Rapaport Magazine
Markets & Pricing

Trade report

Little activity, too much stock
With holiday shutdowns and a backlog of polished in the midstream, the market enters a seasonal lag.

By Joshua Freedman
   Late September and the first half of October were seasonally quiet as polished-diamond trading in Israel, Belgium and the US entered vacation mode due to nearly a month of Jewish holidays. As these markets began returning to action, the earlier-than-usual Diwali festival on October 19 effectively shut down India: Manufacturers started closing their businesses sooner than in previous years, resulting in lower polished production and sluggish demand.

Oversupply, on schedule
   Meanwhile, high levels of rough buying and manufacturing — mainly by Indian companies — in the first half have resulted in an oversupply of polished. This overstock has been larger than usual this year, according to Sarine Technologies, which suffered a drop in its third-quarter sales as the midstream reduced its purchases of manufacturing equipment.
   Nonetheless, this phenomenon is part of a regular cycle, Sarine explained in an October trading update. Toward the end of the second quarter and the start of the third, it said, “there evolves an oversupply of polished diamonds in the midstream, which creates pressure on polished-diamond prices.”
   The RapNet Diamond Index (RAPI™) reflected this dip in activity, at least in the smaller sizes. RAPI for 1-carat diamonds declined 0.3% between October 1 and press time on October 22. RAPI for 0.30-carat diamonds dropped 0.2%, while RAPI for 0.50-carat diamonds fell 1%. RAPI for 3-carat stones, however, increased 0.2%, reflecting an improvement in the market for large diamonds, especially those with higher clarity.

A rough month
   Weakness in the polished sector in turn affected rough trading.

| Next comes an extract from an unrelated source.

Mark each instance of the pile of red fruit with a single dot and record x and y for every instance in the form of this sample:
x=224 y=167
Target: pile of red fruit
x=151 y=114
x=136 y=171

Following a bullish market in the first half, demand has been wobbling since the summer, with premiums for De Beers goods on the secondary market virtually wiped out in the October sight. De Beers’ sales for the month fell to $370 million — the lowest since late 2015 — as the miner held back supply to avoid reducing prices.
   The early closures in India also affected Alrosa’s sales, which slid 32% year on year to $309.7 million in September. Additionally, the miner, which usually requires clients to purchase at least 70% of its goods, reduced that quota to 50% for this sale, reflecting the sluggish market. Petra Diamonds, meanwhile, noted a 2% drop in rough prices at its October tender.
   Still, consumer demand is steady in the US and improving in Asia, allowing the trade to display some confidence about the holiday season. This should enable the midstream to work down some of its inventory. Come January, however, retailers will be looking to stock up again, likely resulting in increased polished demand. Manufacturers eager to fill those orders will have to be careful not to overproduce and create a repeat of the oversupply crisis.